Emily & Jillian would beg for Bendaroos everytime the commercial came on TV. Now usually when the girls want something they see on TV we tell them that we will put it on their Birthday/Christmas Wishlists but Bendaroos looked so bad that they did not even rise to that level and we would just say “NO”. I thought if they really wanted them then we could go to the hobby store and get about a million pipe cleaners for a nickel and they would be about just a good. But thank God for short attention spans because 5 seconds after the commercial was off the air they forgot all about them.
Lol. This is so true. Reminds me of this.
Why do I not know what Bendaroos are? Are they exclusively for spoiled rich American kids? But your post made me laugh out loud because that is the way with most toys. I’ve heard moon sand is a freaking nightmare.
Chris: Your comment also made me laugh. Bendaroos as underwear. Funny.
Adam: Based on Craig’s post and since I am Bendaroo-ignorant, I thought they WERE pipe cleaners. Probably a better choice.
Wow Enrico. You’d think they could be accused of false advertising. Although it probably says in 4 point font on the box somewhere “product not exactly as shown” to cover their ass.
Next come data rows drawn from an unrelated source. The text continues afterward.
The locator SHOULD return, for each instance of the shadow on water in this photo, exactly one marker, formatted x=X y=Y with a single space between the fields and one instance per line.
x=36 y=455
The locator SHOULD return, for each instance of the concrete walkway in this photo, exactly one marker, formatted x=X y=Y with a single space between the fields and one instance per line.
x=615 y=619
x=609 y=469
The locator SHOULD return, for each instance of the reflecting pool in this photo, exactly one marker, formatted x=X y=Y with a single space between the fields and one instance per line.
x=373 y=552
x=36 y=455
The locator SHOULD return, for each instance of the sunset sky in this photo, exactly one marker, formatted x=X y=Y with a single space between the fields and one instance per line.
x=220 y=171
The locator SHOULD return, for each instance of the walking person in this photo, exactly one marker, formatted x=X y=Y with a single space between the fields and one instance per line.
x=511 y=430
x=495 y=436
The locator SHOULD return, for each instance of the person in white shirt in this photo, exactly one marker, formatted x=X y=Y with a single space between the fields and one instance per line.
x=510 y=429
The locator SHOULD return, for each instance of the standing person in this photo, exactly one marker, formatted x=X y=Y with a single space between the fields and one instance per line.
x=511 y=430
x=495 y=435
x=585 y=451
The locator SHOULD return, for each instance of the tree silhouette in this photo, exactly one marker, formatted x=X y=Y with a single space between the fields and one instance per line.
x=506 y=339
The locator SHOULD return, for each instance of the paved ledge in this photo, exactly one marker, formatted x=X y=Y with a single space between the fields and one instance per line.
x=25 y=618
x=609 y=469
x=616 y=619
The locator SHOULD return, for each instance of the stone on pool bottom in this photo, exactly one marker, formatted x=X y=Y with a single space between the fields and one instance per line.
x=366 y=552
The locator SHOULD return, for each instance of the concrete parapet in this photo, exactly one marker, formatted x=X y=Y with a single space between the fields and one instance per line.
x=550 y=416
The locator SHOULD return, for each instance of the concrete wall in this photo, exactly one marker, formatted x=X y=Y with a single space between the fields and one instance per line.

Can’t believe I have never heard of these….
Chris D: Sorry to disappoint
Jennifer: Glad your kids got some use out of them!
Adam: That’s what I said! They’re glorified pipe cleaners!
Enrico: That picture is priceless and kinda sad.
Tam: I’ve heard the same thing about moon sand.
Tam, you’re not alone — I had to Google these things to find out what they were! My kids are more into finding ways to help pay for car insurance or trying to convince me to buy them a Linux netbook (“But it’s for school — Honest!”).
But those last two frames are *hilarious*!
I’ve never heard of these either, and I watch a fair amount of TV AND read the interwebs…….
Oh! They’re real!
I thought Craig dreamed these up. Oops.
OMG…I saw a commercial for these a month ago and was like…plastic pipecleanerz??!??! SIGN ME UP!
Enrico: I wonder if small kids are in high demand for models. They make toys look bigger.
I still have glitter pipe cleaners from my JNCT design.
Don’t worry, Enrickyricardo, I too thought they were another genius toy idea from the twisted mind of Craiggers. And seeing as how many other people had never heard of them either, I see I’m in good company.
HUGS…
That happened every time I would save up box tops and send them in for a free toy.
These are real? I don’t watch TV, so I’m out of the loop on so many things. Sigh.
Yup, they’re real. Here’s the official site.
Poor Howard
I did not know these were real either. Wow. I guess I am out of the loop. Now that I have a nephew, I am going to have to be more aware of what toys are out there. Fortunatly, I think I have a few years to get up to speed. I hope Starwars comes back. I will totally get him an ATAT, for us, I mean him, to play with.
Now I’m just thinking “all-terrain armored-transport” over and over and over, like a mantra.
An evil mantra of distruction, that is.
(and they smell funny too)
$20 for wax coated string? Holy rip-off. LOL
Okay, it reminds me of this stuff, FLOAM which I did get suckered into buying. Again, they show you “decorating” all these lovely things will it. Ummm. No. Just makes a hell of a mess.
OMG…does anyon remember K’Nex? They kickz the shit outta Bendawoooz. I misserz them!
I totally thought Craig had made them up. I was all “how clever.” Never heard of them either. Oh well. Still cute post, though.